I'd like to study the ability of the soccer Pythagorean to predict team performance in the 2008-09 European season (2008 in the case of MLS or J-League). To do this I will need goals scored and allowed data for all of the teams in the league during that season. Here are the leagues that I'd like to work with:
- Spanish Primera Liga
- German 1.Bundesliga
- Italian Serie A
- USA Major League Soccer
- Japanese J.League
The data aren't all that difficult to obtain, but it is not always arranged in column data format so it takes some time to collect. The format should look something like this spreadsheet. Don't worry about the histogram data; that command is very simple to write. I am paying more attention to the raw data. Once I get the raw data, processing it will be very quick now that I have my curve-fitting and Pythagorean codes written.
I plan on compiling most of the data myself, but if anyone is willing to help, I would be very appreciative. You would also receive a mention in any publications I write — everyone stands on the shoulders of giants, and I am a very strong believer in acknowledging assistance in every publication I write.
The deadline for paper submission to this conference is the second week in December, so we're going to have to move quickly. This isn't the only project that I'm working on, so I would like to make the most of my time.
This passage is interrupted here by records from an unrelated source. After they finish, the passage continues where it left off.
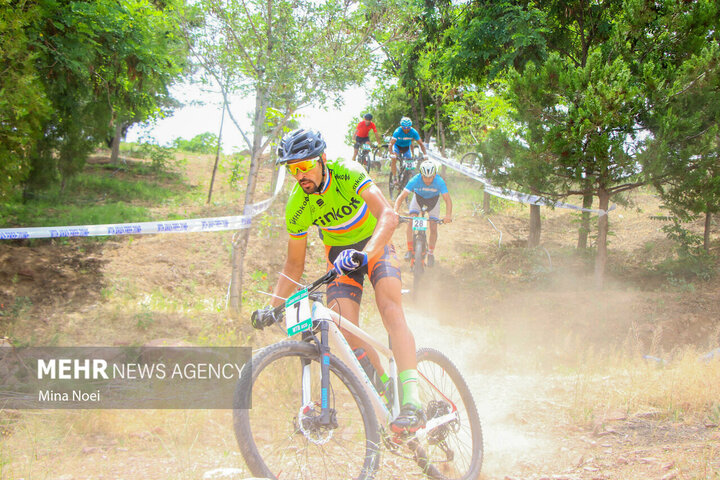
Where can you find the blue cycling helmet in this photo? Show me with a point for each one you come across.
(300, 144)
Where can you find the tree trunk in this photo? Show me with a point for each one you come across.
(535, 226)
(420, 116)
(584, 222)
(241, 238)
(115, 149)
(706, 233)
(486, 197)
(217, 155)
(440, 133)
(603, 225)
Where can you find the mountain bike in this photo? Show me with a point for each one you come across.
(316, 414)
(364, 156)
(419, 227)
(405, 170)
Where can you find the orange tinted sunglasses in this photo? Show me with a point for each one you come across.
(298, 167)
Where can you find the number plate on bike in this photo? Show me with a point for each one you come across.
(419, 223)
(297, 313)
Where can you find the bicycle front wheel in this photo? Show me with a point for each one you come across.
(281, 437)
(454, 449)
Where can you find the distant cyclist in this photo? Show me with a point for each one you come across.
(401, 142)
(427, 187)
(362, 133)
(356, 224)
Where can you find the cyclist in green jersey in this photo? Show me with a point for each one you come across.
(356, 224)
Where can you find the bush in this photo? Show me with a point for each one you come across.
(204, 143)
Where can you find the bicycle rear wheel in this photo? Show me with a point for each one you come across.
(391, 186)
(280, 438)
(453, 450)
(418, 267)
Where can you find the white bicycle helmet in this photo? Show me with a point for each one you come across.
(428, 168)
(298, 144)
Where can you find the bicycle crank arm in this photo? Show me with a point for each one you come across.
(434, 423)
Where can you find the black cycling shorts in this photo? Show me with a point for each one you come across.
(360, 140)
(351, 286)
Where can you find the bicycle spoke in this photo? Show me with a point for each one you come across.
(288, 439)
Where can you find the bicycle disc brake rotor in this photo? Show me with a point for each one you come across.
(310, 425)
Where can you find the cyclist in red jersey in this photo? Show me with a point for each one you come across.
(362, 133)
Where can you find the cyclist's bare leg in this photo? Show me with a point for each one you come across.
(388, 298)
(350, 309)
(432, 239)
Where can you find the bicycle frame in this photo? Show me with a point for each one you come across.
(330, 324)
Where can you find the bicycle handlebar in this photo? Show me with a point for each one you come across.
(406, 219)
(258, 316)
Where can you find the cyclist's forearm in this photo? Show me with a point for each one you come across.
(382, 235)
(448, 205)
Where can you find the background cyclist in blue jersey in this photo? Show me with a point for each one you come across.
(427, 187)
(401, 142)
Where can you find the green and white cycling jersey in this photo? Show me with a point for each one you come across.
(338, 210)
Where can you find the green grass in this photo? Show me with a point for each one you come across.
(99, 196)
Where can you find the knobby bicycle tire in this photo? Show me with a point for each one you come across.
(270, 434)
(452, 451)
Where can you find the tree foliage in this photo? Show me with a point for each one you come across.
(93, 66)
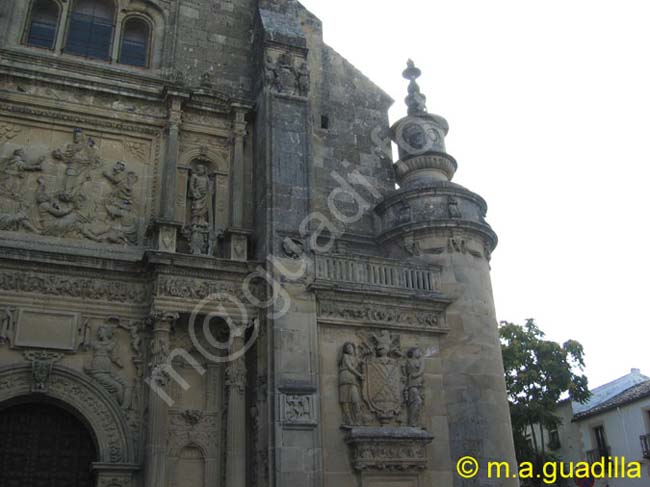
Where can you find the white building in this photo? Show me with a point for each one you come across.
(614, 423)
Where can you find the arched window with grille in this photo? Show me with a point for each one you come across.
(136, 39)
(43, 24)
(90, 30)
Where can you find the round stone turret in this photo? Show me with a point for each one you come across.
(433, 221)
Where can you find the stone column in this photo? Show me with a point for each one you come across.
(236, 424)
(238, 237)
(159, 401)
(167, 227)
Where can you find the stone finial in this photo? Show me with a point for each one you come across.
(415, 101)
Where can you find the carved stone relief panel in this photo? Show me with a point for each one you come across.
(336, 309)
(46, 329)
(299, 410)
(75, 184)
(51, 284)
(287, 72)
(378, 382)
(203, 193)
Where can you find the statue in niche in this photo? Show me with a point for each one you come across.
(287, 76)
(271, 75)
(7, 324)
(61, 219)
(104, 349)
(414, 384)
(452, 208)
(80, 158)
(350, 378)
(200, 194)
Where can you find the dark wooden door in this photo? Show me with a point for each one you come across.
(44, 446)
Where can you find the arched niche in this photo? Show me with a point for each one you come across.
(82, 397)
(189, 466)
(217, 168)
(153, 12)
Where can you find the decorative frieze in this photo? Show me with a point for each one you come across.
(378, 314)
(388, 449)
(74, 287)
(194, 288)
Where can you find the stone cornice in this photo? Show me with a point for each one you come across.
(448, 225)
(441, 188)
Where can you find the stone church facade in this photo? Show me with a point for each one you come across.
(212, 271)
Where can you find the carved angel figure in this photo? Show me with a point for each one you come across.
(80, 157)
(200, 194)
(104, 349)
(6, 324)
(414, 384)
(12, 172)
(349, 385)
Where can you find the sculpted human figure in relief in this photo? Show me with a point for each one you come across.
(201, 213)
(349, 385)
(104, 349)
(81, 158)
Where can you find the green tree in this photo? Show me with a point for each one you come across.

ONE OTHER THING: I'll present a few of the results here, but I'm going to have to embargo most of the major findings until after the conference, assuming that my paper gets accepted. If it's not accepted I'll publish all of the results here in mid-January.
UPDATE: I'm starting to write the paper now; the submission deadline is 14 December but I'm working on a number of other publications so I need to get a head start if I'm going to get all of them done before the Christmas break. I have a lot of data now, and thanks to all who helped me compile some of it. I still don't have MLS goal data for this season or last, but if I don't have it I can live without it. It would be nice to have considering that this paper would be presented to a predominately American audience.
UPDATE #2: I have MLS data now. Thanks!